Western blotting is the most common assay to measure protein levels from cells and tissues. Standard western blots start with soluble proteins in a detergent-containing buffer. Normally, these proteins will be denatured by boiling and reducing agents (e.g. Beta-mercaptoethanol). Bis-tris westerns begin the same way, and, in fact, are completely identical to standard western blots, with a few major exceptions.

First, the buffer used to make the gels is different. As you can probably guess from its name, bis-tris gels use bis-tris-HCl buffer, whereas traditional western blots use standard tris-HCl buffer. The second difference is that the stacking gel and resolving gel use the same buffer during bis-tris western blotting. In standard applications, the stacking gel is acidic (pH 6.8) and the resolving gel is basic (pH 8.8). For bis-tris westerns, the entire gel is run under acidic conditions at pH 6.8.

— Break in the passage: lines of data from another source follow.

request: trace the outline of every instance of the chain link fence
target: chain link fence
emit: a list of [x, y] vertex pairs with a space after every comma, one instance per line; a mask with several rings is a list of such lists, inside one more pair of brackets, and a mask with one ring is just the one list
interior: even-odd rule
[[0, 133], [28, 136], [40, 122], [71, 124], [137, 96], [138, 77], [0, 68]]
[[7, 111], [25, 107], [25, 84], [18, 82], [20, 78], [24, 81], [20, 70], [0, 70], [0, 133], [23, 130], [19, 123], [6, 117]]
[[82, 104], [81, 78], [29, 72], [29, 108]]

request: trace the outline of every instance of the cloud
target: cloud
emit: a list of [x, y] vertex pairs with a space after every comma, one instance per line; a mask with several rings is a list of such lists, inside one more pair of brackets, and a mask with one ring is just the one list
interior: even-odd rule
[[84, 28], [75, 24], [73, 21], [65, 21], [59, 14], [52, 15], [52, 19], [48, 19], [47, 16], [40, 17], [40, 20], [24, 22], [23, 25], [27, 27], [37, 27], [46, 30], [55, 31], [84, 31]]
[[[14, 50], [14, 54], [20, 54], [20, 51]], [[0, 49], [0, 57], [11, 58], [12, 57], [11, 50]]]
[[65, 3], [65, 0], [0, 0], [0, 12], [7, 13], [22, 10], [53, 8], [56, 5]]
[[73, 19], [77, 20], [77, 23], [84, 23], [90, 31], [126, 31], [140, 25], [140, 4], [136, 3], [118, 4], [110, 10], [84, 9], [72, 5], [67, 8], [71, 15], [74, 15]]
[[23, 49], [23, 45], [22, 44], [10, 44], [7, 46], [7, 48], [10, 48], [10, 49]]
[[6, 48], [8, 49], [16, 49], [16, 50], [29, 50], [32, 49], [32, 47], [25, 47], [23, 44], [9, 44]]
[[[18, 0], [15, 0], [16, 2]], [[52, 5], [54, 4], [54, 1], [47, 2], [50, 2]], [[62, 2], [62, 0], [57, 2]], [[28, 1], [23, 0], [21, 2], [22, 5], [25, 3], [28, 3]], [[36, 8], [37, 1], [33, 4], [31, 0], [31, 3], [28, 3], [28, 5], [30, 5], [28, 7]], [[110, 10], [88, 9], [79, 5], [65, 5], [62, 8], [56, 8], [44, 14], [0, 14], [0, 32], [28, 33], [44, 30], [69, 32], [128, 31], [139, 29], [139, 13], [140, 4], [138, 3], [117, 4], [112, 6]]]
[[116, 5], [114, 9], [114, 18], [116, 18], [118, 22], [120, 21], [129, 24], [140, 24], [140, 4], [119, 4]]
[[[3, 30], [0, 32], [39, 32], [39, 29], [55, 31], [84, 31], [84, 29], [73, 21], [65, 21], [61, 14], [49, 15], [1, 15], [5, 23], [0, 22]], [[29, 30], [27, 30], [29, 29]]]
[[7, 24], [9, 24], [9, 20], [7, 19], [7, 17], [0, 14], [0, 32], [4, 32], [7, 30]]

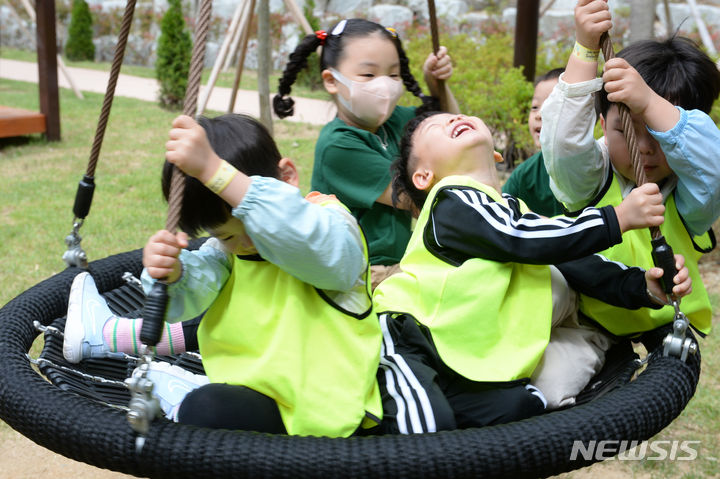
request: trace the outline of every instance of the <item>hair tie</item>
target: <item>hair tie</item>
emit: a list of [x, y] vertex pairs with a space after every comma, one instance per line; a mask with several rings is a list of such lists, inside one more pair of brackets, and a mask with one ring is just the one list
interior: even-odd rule
[[327, 38], [327, 32], [325, 30], [316, 30], [315, 36], [320, 40], [320, 45], [325, 45], [325, 39]]
[[397, 37], [398, 37], [397, 30], [395, 30], [393, 27], [385, 27], [385, 30], [387, 30], [388, 32], [390, 32], [390, 35], [392, 35], [393, 38], [397, 38]]
[[345, 25], [347, 25], [347, 19], [340, 20], [340, 23], [335, 25], [335, 28], [333, 28], [332, 35], [340, 35], [343, 30], [345, 30]]

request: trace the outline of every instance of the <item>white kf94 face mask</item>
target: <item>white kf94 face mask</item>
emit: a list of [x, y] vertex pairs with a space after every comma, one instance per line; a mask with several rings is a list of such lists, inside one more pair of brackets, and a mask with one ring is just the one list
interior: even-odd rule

The acidic conditions of bis-tris westerns favor the reoxidation of proteins during electrophoresis. To compensate for this problem, a reducing agent (Sodium Bisulfite) is added to the running buffer at 2.5 mM concentration. Finally, the last major difference is the constitution of the running buffer. For bis-tris westerns, use a MOPS-SDS running buffer, in contrast to the traditional tris-glycine-SDS running buffer of standard western blots.

A general breakdown of the bis-western protocol will be as follows:

• Cast your gels with bis-tris HCl pH 6.8 buffer at the desired acrylamide concetration (6-15%). It is best if you do this the night before you intend to run your gel. The best results are obtained when you allow the gel to polymerize overnight at 4 degrees Celsius.
• Boil and denature your samples.
• Make up MOPS-SDS running buffer containing 2.5 mM sodium bisulfite. Add the bisulfite fresh before the run.
• Run the gel at a constant voltage of 100V for approximately two hours. The run-time will vary depending on the concentration of the gel.
• Once the desired resolution is achieved, transfer the gel to a membrane using the traditional tris-glycine-SDS transfer buffer with 20% methanol.
• Let the gel sit in transfer buffer for 10 minutes prior to semi-dry transfer so that the MOPS-buffered gel equilibrates with the transfer buffer.
• Transfer at 15V for 45 minutes for 1 mm thick gels.
• Once the transfer is complete, block the membrane with either 5% bovine serum albumin in tris-buffered solution with tween-20 (TBST) or 5% milk in TBST for two hours.
• Incubate with your primary antibody for four hours to overnight
• Wash the primary antibody off and incubate with horseradish peroxidase-conjugated secondary antibody for one hour.
• Wash the secondary antibody off, immerse the western blot in Enhanced Chemiluminescence reagents, and expose it to film.

Bis-tris westerns are very reliable and reproducible. Consequently, they save you quite a bit of frustration, time, and productivity due to their superior consistency compared with regular western blots.